From my point of view, it looked insane.

I assumed I had put some sort of incorrect details into the cfn-init call, or that I had failed to meet the arcane requirements for cfn-signal (must base64 encode the wait handle on windows only for example), but I hadn’t changed anything. The only thing I changed was the proxy configuration.

Long story short, for my proxy, I had to add a bypass entry (on each EC2 instance, configured in the same place as the proxy, the UserData script) which would stop cfn-init (and other tools) from trying to go through the proxy to hit the meta information address. I still have no idea how the old proxy did not require the same sort of configuration. I have a hunch that it might be because it was Linux and the original creators of the box did something special to make it work. Maybe they ran into the same issue, but just fixed it a different way? Maybe Linux automatically handles the situation better? Who knows.

Very frustrating.

Location, Location, Location

The second pain point I ran into was more insane and just as frustrating.

After reviewing the results of an initial load test, I hypothesised that maybe the proxy was a bottleneck. All of the traffic for the load test had to pass through the proxy (including image uploads) and I couldn’t see anything obvious in the service logs to account for the level of failure I was seeing, except high load. In the interests of getting a better subsequent load test, I wanted to make sure that the proxy boxes could not possibly be a bottleneck, so I planned to beef up their instance type.

I was originally using t2.medium instances, which have some limitations, mostly around network performance and CPU credits. I wanted to switch to something a bit beefier, just for the proxy specific to the load tests.

When i switched to an m3.large, the proxy stopped working.

Looking into it, the expected installation directory (C:\Squid) was empty of anything that even vaguely looked like a proxy.

Following the installation log, I found out that Squid had decided to install itself to Z drive. Z drive was an ephemeral drive. You know, the ones whose content is transitory, and which tend to get annihilated if the instance goes down for any reason?

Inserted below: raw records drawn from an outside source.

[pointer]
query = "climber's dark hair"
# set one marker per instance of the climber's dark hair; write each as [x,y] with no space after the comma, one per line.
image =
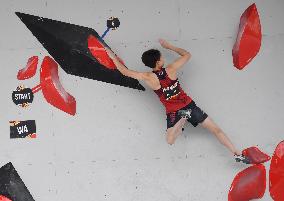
[150,57]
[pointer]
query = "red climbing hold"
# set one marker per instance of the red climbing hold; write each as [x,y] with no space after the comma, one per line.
[3,198]
[248,184]
[276,173]
[255,155]
[30,69]
[52,89]
[248,41]
[99,52]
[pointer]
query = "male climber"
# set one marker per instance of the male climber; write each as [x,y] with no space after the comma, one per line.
[179,106]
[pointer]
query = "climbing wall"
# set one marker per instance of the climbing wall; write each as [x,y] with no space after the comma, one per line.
[114,148]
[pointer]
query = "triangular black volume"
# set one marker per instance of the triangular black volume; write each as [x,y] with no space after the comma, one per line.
[12,186]
[68,45]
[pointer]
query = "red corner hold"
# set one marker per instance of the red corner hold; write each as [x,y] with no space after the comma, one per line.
[3,198]
[248,184]
[248,41]
[98,51]
[52,89]
[255,155]
[30,69]
[276,173]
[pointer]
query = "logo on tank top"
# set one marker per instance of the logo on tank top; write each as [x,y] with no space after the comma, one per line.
[171,91]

I tried so very hard to get Squid to just install to the C drive, including checking the registry settings for program installation locations (which were all correctly C based) and manually overriding TARGETFOLDER, ROOTDRIVE and INSTALLDIR in the msi execution parameters.

Alas, it was not to be. No matter what I did, Squid insisted on installing to Z drive.

I still have no idea why, I just turned the instance type back to one that didn’t have ephemeral drives available.

Like any good software user, I logged a bug. Well, I assume its a bug, because that’s a really weird feature.

Conclusion

There is no conclusion. Just a glimpse into some of the traps that sap your time, motivation and will to live when doing this sort of thing.

I only hope that someone runs across this blog post one day and it helps them. Or at least lets them know someone else out there understands their pain.

0 Comments

Its time to fix that whole shared infrastructure issue.

I need to farm my load tests out to AWS, and I need to do it in a way that won’t accidentally murder our current production servers. In order to do that , I need to forge the replacement for our manually created and configured proxy box. A nice, codified, auto-scaling proxy environment.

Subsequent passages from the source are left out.